Eden revoyait le visage de certains élèves qui l’avait bien connus. De la douleur, si puissante que muette pour la plupart. Peu de larmes. Mais c’est encore pire.
Son père aussi était un grand homme. Pour ce qu’elle en savait du moins. Mais sa spécialité à lui n’était pas le combat héroïque, loin de là. Plutôt la fuite. Il était sorti de sa vie avant même d’en avoir poussé la porte d’entrée. Epatant.
A quoi ressemblait-il ? Surement les yeux gris, comme elle, cet air de défi qu’on retrouvait sur son visage. Elle l’imaginait fort. Aussi dur que ce que sa mère avait été douce. Se sentait-il faible parfois ? Avait-il peur ?
Autant de questions auxquelles les réponses seraient difficiles à obtenir.
Où es-tu... Murmura-t-elle
Eden haussa les épaules comme pour se débarrasser d’un lourd fardeau, et fit quelques pas dans l’herbe, contournant la tombe.
L’herbe crissait sous ses pieds. Surement le givre. Ou quoi d’autre ?
La demoiselle écarta une mèche châtain qui lui barrait le visage, et la ramena derrière son oreille. Ses grands yeux gris scrutaient toujours la tombe. Pourquoi avait-elle ressenti le besoin de venir là ce matin. Elle n’avait aucune attirance particulière pour la mort, comme certains l’affichaient aisément de par le style vestimentaire ou leur attitude quotidienne. C’était un lieu où elle n’avait mis les pieds qu’une fois finalement. Le jour où on y avait placé cette tombe. Une sorte d’appel peut être.
Peut être aussi parce qu’en ce jour, elle aurait eu besoin que les yeux bleus se pose sur elle, comme il le faisait parfois dans la grande salle. Il avait l’étonnante faculté d’arriver à regarder à la foi tout le monde, mais à la foi, chacun particulièrement.
Alors qu’ils étaient tous assis à leur table, Eden sentait son regard sur sa nuque. Et pourtant elle savait qu’il ne la regardait pas particulièrement elle. Elle n’avait rien de spécial. Il arrivait juste, à tous les observer. Tous, individuellement. Et quelque part, c’était rassurant.
Mais maintenant ?
Ils étaient seuls. Rien n’était plus pareil. Il fallait faire sans les yeux bleus à qui l’ont ne pouvait mentir. Sans le discours de début d’année rassurant et mystérieux à la fois.

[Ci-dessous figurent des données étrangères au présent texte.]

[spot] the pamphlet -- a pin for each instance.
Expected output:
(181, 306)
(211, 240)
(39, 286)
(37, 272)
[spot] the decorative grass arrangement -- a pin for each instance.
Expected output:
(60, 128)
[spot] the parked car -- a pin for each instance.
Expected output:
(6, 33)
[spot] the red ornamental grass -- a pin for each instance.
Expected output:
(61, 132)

Albus Dumbledore était un grand homme.
Eden s’approcha de la tombe. Elle avait sans cesse le besoin de toucher les choses. Comme un instinct animal. Elle touchait les gens aussi. Bien que pour la plupart ça ne leur plaise pas. Dans les couloirs, lorsqu’ils étaient bondés, elle aimait frôler leurs épaules. Elle ne les connaissait pas toujours mais ainsi, elle avait l’impression de prendre une petite partie d’eux. Une infime…
Ce fut donc sans surprise pour elle que sa main se posa sur le marbre blanc. Une petite main sur la tombe d’un géant.
A quoi s’attendait-elle ? Des vibrations ? Ressentir une puissance extérieure pénétrer en elle ? Il n’en fut rien. Ce qu’elle ressentit ce fut le froid du marbre. Et ce fut tout.
Elle retira prestement sa main. Avait-elle le droit de faire ça ? Pas sûre.
Eden se retourna vers le lac, et enfouit ses mains au fond de ses poches. Un petit vent frais agitait ses cheveux brillants autour de son visage de poupée. Elle se sentait seul en cette matinée. Comme bien souvent finalement.
Mais était-ce réellement important après tout… Elle était vivante au moins.